Agarose gel electrophoresis images of pEFGP (0.8 μg/well) and EtBr (0.5 μg mL⁻¹) in the presence of: a) G1, b) G2, and c) G3 at different N/P ratios. SEM images of: d) pEGFP alone (3 μg/mL), e) pEGFP and G1, f) pEGFP and G2, and g) pEGFP and G3 at N/P 20. Scale bar: 5 μm.

We were encouraged by the ability of G1 – G3 to condense pEGFP DNA and therefore proceeded to perform transfection experiments with HeLa cells. Experimentally, we treated HeLa cells (50,000 cells/well) with the Gn-plasmid DNA polyplexes for 24 h followed by cell lysis and measurement of EGFP fluorescence. Figure 4 shows a plot of fluorescence intensity as a function of N/P ratio for G2 in comparison to untreated cells and Lipofectamine 2000 (Life Technologies) as a positive control (G1 and G3, Supporting Information). Even at high N/P ratio (N/P = 20) only very modest increases in fluorescence intensity and therefore transfection was observed. Figure 4 also shows the cellular protein levels as measured using a commercial BCA protein assay kit (Pierce). At N/P > 5, the total amount of cellular protein decreases significantly which indicates that G2 is cytotoxic at these concentrations. Related observations were made during the transfection experiments performed with G1 and G3 (Supporting Information). Dendrimers with similar arms and C₆₀ or pillararene cores displayed better transfection efficiency and lower cytotoxicity which suggests the acyclic CB[n] core may require modification.^13–14 In addition to the observed cellular toxicity of G1 – G3, additional barriers will need to be surmounted to improve the gene delivery ability of acyclic CB[n] dendrimers including cell culture medium stability, cell membrane transport, and endosomal release.¹⁵

Figure 4.

Gene delivery experiments of pEGFP on HeLa cells. Fluorescence intensity (bars) and percentage of total cellular proteins (squares) are given for various N/P ratios with G2 (polyplexes prepared in 5% glucose solutions) and for negative (untreated HeLa cells) and positive (Lipofectamine 2000) controls. Means and standard deviation of triplicate measurements are given.

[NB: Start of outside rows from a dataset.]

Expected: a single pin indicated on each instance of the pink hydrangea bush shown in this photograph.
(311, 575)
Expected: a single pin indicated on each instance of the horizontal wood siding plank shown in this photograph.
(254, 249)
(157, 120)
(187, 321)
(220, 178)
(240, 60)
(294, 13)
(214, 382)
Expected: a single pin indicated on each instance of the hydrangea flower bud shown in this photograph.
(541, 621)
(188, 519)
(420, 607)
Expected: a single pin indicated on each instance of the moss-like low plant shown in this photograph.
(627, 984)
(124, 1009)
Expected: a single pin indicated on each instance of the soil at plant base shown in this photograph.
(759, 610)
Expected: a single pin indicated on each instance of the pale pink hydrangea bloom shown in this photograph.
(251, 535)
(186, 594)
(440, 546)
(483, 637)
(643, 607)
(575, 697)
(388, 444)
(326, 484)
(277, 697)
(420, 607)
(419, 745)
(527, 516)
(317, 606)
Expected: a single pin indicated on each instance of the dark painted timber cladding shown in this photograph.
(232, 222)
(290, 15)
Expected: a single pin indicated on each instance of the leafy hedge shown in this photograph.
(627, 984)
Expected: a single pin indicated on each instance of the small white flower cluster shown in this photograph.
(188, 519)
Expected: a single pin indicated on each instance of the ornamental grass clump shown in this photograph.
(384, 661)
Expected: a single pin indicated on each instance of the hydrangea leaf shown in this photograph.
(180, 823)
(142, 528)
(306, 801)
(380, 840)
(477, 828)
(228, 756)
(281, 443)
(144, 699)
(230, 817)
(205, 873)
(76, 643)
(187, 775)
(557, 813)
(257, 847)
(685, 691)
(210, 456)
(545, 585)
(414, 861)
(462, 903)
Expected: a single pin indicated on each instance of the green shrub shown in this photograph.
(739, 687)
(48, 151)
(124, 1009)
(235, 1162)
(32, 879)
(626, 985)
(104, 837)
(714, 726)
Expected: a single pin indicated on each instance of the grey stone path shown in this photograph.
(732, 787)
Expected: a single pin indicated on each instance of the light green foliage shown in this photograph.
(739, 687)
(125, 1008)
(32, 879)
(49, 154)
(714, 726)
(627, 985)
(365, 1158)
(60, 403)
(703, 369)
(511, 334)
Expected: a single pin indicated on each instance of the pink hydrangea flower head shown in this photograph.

In summary, we have prepared acyclic CB[n] dendrimers G1 – G3 which are the first examples of covalent dendrimers incorporating cucurbiturils. Dendrimers G1 – G3 are shown to aggregate in water and cause condensation of pEGFP as shown by DLS, SEM, and gel electrophoresis. Very modest enhancements of gene delivery in HeLa cells were observed for G2-pEGFP at high N/P ratios, although this was accompanied by increased cytotoxicity. This paper further demonstrates the synthetic versatility of the acyclic CB[n] scaffold and stimulates the design of complex acyclic CB[n] compounds for diverse applications including transfection and drug delivery.